De-extinction advocates counter that the cloning and genomic engineering technologies being developed for de-extinction could also help preserve endangered species, especially ones that don’t breed easily in captivity. And though cutting-edge biotechnology can be expensive when it’s first developed, it has a way of becoming very cheap very fast. “Maybe some people thought polio vaccines were a distraction from iron lungs,” says George Church. “It’s hard in advance to say what’s distraction and what’s salvation.”
But what would we be willing to call salvation? Even if Church and his colleagues manage to retrofit every passenger pigeon–specific trait into a rock pigeon, would the resulting creature truly be a passenger pigeon or just an engineered curiosity? If Archer and French do produce a single gastric brooding frog—if they haven’t already—does that mean they’ve revived the species? If that frog doesn’t have a mate, then it becomes an amphibian version of Celia, and its species is as good as extinct. Would it be enough to keep a population of the frogs in a lab or perhaps in a zoo, where people could gawk at it? Or would it need to be introduced back into the wild to be truly de-extinct?
“The history of putting species back after they’ve gone extinct in the wild is fraught with difficulty,” says conservation biologist Stuart Pimm of Duke University. A huge effort went into restoring the Arabian oryx to the wild, for example. But after the animals were returned to a refuge in central Oman in 1982, almost all were wiped out by poachers. “We had the animals, and we put them back, and the world wasn’t ready,” says Pimm. “Having the species solves only a tiny, tiny part of the problem.”
Hunting is not the only threat that would face recovered species. For many, there’s no place left to call home. The Chinese river dolphin became extinct due to pollution and other pressures from the human population on the Yangtze River. Things are just as bad there today. Around the world frogs are getting decimated by a human-spread pathogen called the chytrid fungus. If Australian biologists someday release gastric brooding frogs into their old mountain streams, they could promptly become extinct again.
“Without an environment to put re-created species back into, the whole exercise is futile and a gross waste of money,” says Glenn Albrecht, director of the Institute for Social Sustainability at Murdoch University.
Even if de-extinction proved a complete logistical success, the questions would not end.

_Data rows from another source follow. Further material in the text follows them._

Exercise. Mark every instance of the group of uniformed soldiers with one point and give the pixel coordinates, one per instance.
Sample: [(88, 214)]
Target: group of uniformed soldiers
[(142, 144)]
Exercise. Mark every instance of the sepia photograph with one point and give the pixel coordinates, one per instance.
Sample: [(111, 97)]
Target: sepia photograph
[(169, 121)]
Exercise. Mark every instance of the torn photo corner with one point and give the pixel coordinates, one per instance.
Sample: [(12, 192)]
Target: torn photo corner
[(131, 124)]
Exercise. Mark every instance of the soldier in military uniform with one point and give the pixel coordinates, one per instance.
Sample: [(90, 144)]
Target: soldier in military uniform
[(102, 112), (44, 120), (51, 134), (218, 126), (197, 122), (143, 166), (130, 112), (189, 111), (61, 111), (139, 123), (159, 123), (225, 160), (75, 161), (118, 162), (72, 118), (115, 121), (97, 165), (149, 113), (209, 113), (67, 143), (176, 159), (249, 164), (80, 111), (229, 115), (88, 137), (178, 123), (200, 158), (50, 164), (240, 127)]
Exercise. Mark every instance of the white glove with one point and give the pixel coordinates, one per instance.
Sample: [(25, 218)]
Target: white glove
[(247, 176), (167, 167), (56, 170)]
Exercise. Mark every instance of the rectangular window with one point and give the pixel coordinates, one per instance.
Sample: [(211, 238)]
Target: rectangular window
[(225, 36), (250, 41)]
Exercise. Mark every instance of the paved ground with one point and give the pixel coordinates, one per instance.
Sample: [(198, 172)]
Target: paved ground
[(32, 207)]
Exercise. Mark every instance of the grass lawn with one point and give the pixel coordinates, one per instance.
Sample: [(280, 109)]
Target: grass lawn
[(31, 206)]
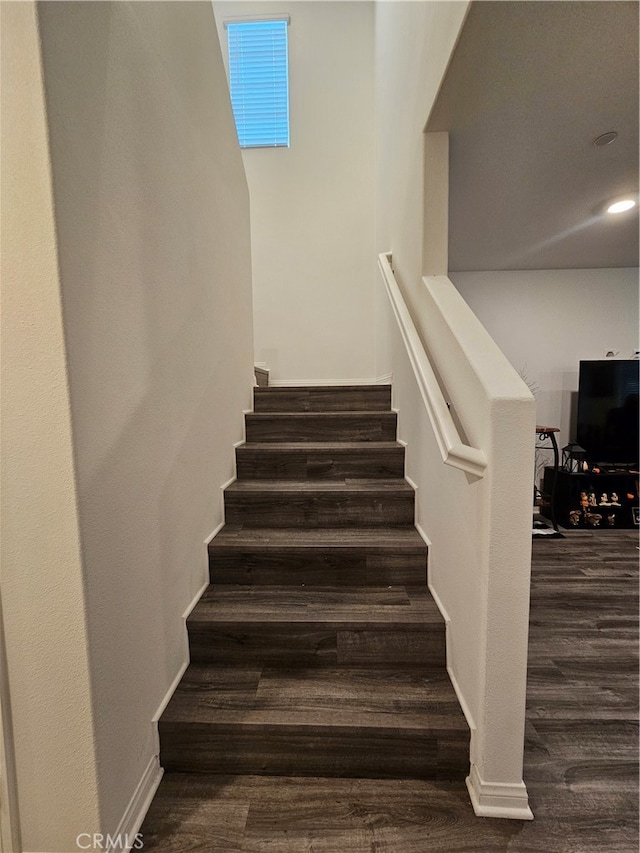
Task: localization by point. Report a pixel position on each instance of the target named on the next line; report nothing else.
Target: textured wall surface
(152, 221)
(45, 639)
(312, 205)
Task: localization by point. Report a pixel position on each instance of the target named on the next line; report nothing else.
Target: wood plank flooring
(581, 761)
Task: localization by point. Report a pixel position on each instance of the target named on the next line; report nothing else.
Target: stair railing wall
(468, 420)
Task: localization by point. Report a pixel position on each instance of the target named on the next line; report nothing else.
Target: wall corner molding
(138, 806)
(498, 799)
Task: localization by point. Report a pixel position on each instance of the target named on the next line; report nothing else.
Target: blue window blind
(259, 82)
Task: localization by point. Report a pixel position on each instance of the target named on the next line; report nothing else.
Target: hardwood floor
(581, 761)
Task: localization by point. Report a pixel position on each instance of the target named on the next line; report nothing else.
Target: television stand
(600, 501)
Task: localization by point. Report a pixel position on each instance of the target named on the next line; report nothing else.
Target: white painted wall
(480, 530)
(45, 635)
(312, 205)
(153, 237)
(547, 321)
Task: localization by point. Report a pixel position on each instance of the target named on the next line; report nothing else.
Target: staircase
(317, 649)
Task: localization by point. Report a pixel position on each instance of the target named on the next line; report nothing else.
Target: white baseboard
(498, 799)
(124, 838)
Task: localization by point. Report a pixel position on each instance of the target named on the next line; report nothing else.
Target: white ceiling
(528, 89)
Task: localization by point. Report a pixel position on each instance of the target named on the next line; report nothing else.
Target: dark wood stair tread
(346, 698)
(374, 540)
(318, 605)
(323, 398)
(349, 486)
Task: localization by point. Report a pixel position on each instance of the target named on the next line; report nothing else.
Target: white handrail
(452, 449)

Passenger pigeons might find the rebounding forests of the eastern United States a welcoming home. But wouldn’t that be, in effect, the introduction of a genetically engineered organism into the environment? Could passenger pigeons become a reservoir for a virus that might wipe out another bird species? And how would the residents of Chicago, New York, or Washington, D.C., feel about a new pigeon species arriving in their cities, darkening their skies, and covering their streets with snowstorms of dung?
De-extinction advocates are pondering these questions, and most believe they need to be resolved before any major project moves forward. Hank Greely, a leading bioethicist at Stanford University, has taken a keen interest in investigating the ethical and legal implications of de-extinction. And yet for Greely, as for many others, the very fact that science has advanced to the point that such a spectacular feat is possible is a compelling reason to embrace de-extinction, not to shun it.
“What intrigues me is just that it’s really cool,” Greely says. “A saber-toothed cat? It would be neat to see one of those.”